Sebuah Usaha Maya

Nandreans
Chapter #33

Pak Johan dan Isi Kepalanya

 

Opa Josh suda tertidur setengah jam lalu, kini aku bisa beristirahat kembali. Di dalam kamar yang hampir tak memiliki perkakas tersebut aku kembali berada, terbaring di atas ranjang sambil menikmati kerlip bintang dari jendela kaca besar di salah satu sisi ruangan yang menghadap langsung ke pegunungan, yang meskipun gelap tetapi masih tampak sangat menawan. Cahaya bulan menyinarinya dedaunan dengan sempurna. Alam memang mampu membangun relasi luar biasa antara satu sama lain. Harmoni khas pemandangan malam tanpa jamah tangan-tangan manusia.

Jujur saja, aku tidak tega melihat kondisi Opa Josh. Tidak mungkin selamanya aku akan menjadi Kristina-nya tetapi di sisi lain tak mungkin pula aku menyatakan yang sebenarnya, setidaknya tidak dalam waktu dekat. Toh, sejak awal aku lah yang menerima peran ini tanpa paksaan dari siapapun.

Kondisi Opa mengingatkanku pada Ibu yang jauh di sana. Sebagaimana yang kapan lalu aku bahas, bagaimanapun juga Ibu adalah perempuan yang telah melahirkanku ke dunia. Ada ikatan abadi di antara kami. Maka, kuputuskan untuk menghubungi Ira saat itu juga. Butuh waktu lama untuk panggilan terhubung, tetapi begitu tersambung layar langsung menampilkan adik bungkuku itu dalam balutan kaos olahraga, keringat memenuhi wajah serta rambut pendeknya.

“Sedang apa, Dik?”

Ira mengusap rambutnya ke belakang supaya lebih rapi. Barusan latihan sama teman-teman. Buat pertandingan voli minggu depan. Mbak sendiri? Lagi di rumah baru Kak Deva ya?”

“Eh?”

“Tuh, latar belakangnya nggak kelihatan kayak kamar Mbak Maya?” Dia menunjukkan botol air mineral ke arah kamera, membuka tutupnya. Katanya, dia habis beli rumah –eh, apartemen baru.”

“Iya. Tapi, ini Mbak lagi keluar sama teman. Liburan.”

“Seru banget tuh,” ujar Ira. “Sama siapa? Kak Deva juga?”

Aku mengambil bantal untuk kupeluk. “Nggak. Deva kan mau nikah, nggak boleh pergi jauh-jauh."

"Dipingit, ceritanya? Jadi, Mbak pergi sama siapa?"

"Dokter Johan.”

“Teman kantor?”

"Bukan. Keluarga pasien. Oh ya, Dik, kondisi Ibu gimana?”

Fahira menenguk air dalam botol, lantas mengusap bekas di bibirnya dengan punggung tangan. “Jangan tanya deh, Mbak.”

“Lha? Kalau nggak tanya kamu, Mbak May harus tanya ke siapa?”

“Tahu deh, Mbak!” Dia menarik napas panjang.Jujur, Ira takut sebenarnya. Takut kalau Ibu ‘lewat’.”

“Maksudmu?”

“Mbak ingat kan Bu Tutun tetangganya Lek Puji? Dia awalnya depresi, lalu berakhir masuk RSJ.”

Lambemu ya, Ra! Kok bisa-bisanya ngomong tentang Ibu begitu?”

“Aku nggak asal ngomong. Mbak Maya sih nggak lihat sendiri. Ibu itu udah kayak orang linglung, Mbak. Besok aja sama Ayah mau dicarikan orang ‘pintar’. Tapi, menurutku nggak bakal ngaruh. Lha ini masalah mental, bukan supranatural.”

“Lho? Bukannya sudah dibawa ke psikolog?”

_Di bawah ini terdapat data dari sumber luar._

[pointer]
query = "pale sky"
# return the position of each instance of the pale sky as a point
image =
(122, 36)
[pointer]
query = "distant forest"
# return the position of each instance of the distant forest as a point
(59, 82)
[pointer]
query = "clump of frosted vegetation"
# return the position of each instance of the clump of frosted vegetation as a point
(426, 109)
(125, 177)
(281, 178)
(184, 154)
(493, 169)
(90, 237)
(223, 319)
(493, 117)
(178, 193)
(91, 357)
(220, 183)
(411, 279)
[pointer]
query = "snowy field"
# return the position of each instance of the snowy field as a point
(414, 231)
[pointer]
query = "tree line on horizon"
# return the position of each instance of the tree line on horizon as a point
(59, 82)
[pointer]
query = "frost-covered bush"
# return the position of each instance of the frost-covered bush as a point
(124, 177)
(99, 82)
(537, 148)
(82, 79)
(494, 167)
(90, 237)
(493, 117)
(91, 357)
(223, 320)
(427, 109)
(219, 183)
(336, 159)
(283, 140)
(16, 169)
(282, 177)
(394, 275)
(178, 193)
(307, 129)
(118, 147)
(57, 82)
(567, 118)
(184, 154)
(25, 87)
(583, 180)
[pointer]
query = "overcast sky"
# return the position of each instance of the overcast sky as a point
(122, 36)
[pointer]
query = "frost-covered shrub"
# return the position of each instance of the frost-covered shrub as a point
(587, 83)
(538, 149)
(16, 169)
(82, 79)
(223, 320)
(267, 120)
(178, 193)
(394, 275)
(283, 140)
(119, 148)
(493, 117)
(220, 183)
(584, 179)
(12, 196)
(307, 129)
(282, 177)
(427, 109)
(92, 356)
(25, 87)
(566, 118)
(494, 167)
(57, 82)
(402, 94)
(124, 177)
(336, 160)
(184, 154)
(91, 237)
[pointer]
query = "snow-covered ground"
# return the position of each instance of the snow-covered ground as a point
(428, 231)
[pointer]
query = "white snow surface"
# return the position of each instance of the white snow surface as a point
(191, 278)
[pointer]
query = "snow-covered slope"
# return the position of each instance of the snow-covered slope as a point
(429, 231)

“Sudah. Tapi, kan nggak mungkin langsung sembuh. Mbak kayak nggak paham saja gimana orang kampung. Rumor soal Ibu menyebar cepat. Sekarang, semua orang di sini sudah tahu kalau Ibu mulai nggak waras. Dan coba Mbak Maya tebak, yang paling kasihan di sini itu siapa? Bapak. Aku malah takut kalau Bapak yang bakal gila.”

*_*

Pernyataan Fahira membuat kepalaku sekarang seperti diputar-putar. Perutku serasa dipilin, serta menimbulkan perasaan tidak nyaman di sekujur tubuh.

Aku memutuskan turun ke dapur guna mengambil segelas air, akan tetapi begitu menuruni tangga kulihat Pak Johan yang tengah duduk di ruang makan sembari menempelkan ponsel ke telinga.